Oleh karena itu dalam artikel ini, penulis mencoba mengkaji implementasi kebijakan partnership (policy partnership) dalam mewujudkan kemandirian desa menurut undang-undang nomor 6 tahun 2014. Dengan melihat fenomena yang ada atas implementasi kebijakan undang-undang nomor 6 tahun 2014 tentang desa dengan beberapa permasalahannya akan dianalisis dengan menggunakan teori policy reform khususnya policy partnership dalam implementasi kebijakan. Dan dari beberapa permasalahan yang disebutkan di atas dapat dirumuskan suatu perumusan masalah, yaitu bagaimana implementasi partnership untuk mewujudkan kemandirian desa menurut undang-undang nomor 6 tahun 2014 tentang desa?

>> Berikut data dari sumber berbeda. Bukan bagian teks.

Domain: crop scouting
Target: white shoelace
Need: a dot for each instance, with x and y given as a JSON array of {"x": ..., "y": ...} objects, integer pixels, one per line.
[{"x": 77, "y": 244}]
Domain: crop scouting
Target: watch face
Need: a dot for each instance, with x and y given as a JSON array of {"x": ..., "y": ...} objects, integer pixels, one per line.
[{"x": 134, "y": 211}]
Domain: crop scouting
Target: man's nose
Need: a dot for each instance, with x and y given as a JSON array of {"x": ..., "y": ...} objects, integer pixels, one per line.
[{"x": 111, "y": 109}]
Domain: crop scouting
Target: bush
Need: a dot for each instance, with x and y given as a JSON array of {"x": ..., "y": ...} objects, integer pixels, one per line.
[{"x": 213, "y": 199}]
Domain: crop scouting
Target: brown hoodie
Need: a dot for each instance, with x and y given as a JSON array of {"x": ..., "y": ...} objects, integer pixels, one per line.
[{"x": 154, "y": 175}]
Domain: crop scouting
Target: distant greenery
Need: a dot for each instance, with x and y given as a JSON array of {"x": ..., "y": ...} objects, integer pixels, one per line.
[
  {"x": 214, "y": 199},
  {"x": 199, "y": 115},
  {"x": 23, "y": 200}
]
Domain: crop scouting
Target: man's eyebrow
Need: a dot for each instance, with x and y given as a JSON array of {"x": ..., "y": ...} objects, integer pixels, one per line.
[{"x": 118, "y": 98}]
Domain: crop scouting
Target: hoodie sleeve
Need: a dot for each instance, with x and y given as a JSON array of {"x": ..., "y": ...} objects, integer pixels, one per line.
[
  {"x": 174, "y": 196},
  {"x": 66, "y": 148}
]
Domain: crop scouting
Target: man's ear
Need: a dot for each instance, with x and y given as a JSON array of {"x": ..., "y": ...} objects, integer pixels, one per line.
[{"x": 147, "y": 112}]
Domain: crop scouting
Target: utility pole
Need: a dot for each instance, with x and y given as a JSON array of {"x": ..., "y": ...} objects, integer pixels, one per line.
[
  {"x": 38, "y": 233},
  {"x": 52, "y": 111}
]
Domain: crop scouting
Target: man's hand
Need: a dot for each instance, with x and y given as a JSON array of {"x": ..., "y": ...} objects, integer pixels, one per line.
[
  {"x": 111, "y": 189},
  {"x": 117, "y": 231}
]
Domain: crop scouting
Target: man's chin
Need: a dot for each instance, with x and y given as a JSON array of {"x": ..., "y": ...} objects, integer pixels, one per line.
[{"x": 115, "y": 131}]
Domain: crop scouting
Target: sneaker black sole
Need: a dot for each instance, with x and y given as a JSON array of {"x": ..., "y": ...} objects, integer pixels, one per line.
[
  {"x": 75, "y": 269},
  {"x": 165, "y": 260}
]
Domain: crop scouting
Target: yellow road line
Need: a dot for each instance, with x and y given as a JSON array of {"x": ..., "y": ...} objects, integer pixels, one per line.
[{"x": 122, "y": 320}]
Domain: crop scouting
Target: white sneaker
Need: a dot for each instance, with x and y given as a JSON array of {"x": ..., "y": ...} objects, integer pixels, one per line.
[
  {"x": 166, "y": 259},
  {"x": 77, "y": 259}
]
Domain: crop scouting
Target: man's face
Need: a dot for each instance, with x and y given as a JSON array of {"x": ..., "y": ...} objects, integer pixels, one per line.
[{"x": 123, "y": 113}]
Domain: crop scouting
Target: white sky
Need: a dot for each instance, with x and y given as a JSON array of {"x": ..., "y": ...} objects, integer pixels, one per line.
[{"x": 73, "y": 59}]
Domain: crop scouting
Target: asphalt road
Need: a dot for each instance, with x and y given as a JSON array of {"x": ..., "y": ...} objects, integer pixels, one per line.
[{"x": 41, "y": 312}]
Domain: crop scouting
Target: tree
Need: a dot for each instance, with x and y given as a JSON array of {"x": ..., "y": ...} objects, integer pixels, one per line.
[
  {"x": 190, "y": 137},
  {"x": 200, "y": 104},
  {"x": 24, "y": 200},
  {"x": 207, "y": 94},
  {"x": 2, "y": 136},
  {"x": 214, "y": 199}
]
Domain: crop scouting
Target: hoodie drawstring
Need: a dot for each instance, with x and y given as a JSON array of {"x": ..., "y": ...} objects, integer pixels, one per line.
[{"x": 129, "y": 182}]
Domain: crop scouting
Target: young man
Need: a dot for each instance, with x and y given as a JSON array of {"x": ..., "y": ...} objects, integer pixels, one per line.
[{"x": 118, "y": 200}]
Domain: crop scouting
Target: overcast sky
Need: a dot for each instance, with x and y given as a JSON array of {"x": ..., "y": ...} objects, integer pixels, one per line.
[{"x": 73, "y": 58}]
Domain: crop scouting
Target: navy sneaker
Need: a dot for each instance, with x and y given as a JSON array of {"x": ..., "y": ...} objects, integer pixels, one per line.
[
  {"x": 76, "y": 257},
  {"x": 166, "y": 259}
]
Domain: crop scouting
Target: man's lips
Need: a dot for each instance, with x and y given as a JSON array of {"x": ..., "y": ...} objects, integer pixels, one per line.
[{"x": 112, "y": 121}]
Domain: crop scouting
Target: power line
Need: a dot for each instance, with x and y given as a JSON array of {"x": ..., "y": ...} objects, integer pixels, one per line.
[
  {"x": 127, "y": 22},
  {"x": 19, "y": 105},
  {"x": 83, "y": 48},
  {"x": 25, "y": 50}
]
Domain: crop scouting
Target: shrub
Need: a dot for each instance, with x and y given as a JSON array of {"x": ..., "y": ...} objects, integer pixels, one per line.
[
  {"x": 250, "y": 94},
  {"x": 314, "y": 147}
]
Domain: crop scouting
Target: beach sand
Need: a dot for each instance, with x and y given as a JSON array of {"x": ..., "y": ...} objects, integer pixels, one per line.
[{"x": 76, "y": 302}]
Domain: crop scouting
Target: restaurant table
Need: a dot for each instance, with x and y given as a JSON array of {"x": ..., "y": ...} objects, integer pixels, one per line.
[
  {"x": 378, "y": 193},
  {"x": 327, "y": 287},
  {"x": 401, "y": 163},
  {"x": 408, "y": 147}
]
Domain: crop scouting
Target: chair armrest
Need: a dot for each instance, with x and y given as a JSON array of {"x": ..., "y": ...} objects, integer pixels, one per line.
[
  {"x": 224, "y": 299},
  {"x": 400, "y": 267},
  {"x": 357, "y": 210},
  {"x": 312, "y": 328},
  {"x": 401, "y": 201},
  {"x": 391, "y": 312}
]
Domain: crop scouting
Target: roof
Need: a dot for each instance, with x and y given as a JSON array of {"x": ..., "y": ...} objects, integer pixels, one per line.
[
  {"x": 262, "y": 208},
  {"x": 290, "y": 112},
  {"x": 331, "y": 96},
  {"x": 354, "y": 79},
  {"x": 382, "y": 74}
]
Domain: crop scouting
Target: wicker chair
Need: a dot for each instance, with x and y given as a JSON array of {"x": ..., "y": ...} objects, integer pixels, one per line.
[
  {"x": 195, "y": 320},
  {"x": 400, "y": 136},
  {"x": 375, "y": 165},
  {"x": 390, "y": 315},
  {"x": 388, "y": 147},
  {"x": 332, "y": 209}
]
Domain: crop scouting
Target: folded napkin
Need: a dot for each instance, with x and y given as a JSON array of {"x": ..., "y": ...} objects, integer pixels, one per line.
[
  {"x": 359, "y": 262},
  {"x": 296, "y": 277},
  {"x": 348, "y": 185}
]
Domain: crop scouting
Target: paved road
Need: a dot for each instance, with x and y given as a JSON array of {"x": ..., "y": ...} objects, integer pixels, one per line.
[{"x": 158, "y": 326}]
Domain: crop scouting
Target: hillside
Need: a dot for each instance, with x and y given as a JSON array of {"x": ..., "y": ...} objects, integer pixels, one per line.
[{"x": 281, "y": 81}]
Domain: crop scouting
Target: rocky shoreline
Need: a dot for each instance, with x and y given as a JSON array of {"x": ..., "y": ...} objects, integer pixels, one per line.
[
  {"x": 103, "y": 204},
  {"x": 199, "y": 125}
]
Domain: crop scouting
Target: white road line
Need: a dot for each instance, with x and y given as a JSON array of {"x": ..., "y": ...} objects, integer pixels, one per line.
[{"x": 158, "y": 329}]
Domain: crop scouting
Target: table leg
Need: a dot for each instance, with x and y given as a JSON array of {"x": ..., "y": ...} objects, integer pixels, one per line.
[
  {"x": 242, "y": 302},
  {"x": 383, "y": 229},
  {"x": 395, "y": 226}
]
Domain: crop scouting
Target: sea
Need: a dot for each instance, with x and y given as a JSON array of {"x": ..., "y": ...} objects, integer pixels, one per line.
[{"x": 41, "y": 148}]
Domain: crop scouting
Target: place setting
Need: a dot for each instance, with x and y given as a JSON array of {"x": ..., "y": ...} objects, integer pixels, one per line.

B.   Konsep Kerjasama (Partnership)
Kerjasama dibutuhkan dalam percepatan pembangunan desa, baik pembangunan lokal desa maupun pembangunan kawasan perdesaan. Persoalan-persoalan yang dialami sebuah desa bisa saja tidak hanya dialami dan disebabkan oleh desa tersebut akan tetapi juga bisa dialami dan berasal dari desa lain yang terdekat. Begitu pula dengan pengembangan potensi lokal desa, bisa saja membutuhkan peran dari desa yang lain. Misalnya dalam pengembangan desa agropolitan tentu membutuhkan sarana prasarana untuk memperlancar pihak yang akan datang ke lokasi maupun akses masyarakat dalam aktifitas perekonomiannya.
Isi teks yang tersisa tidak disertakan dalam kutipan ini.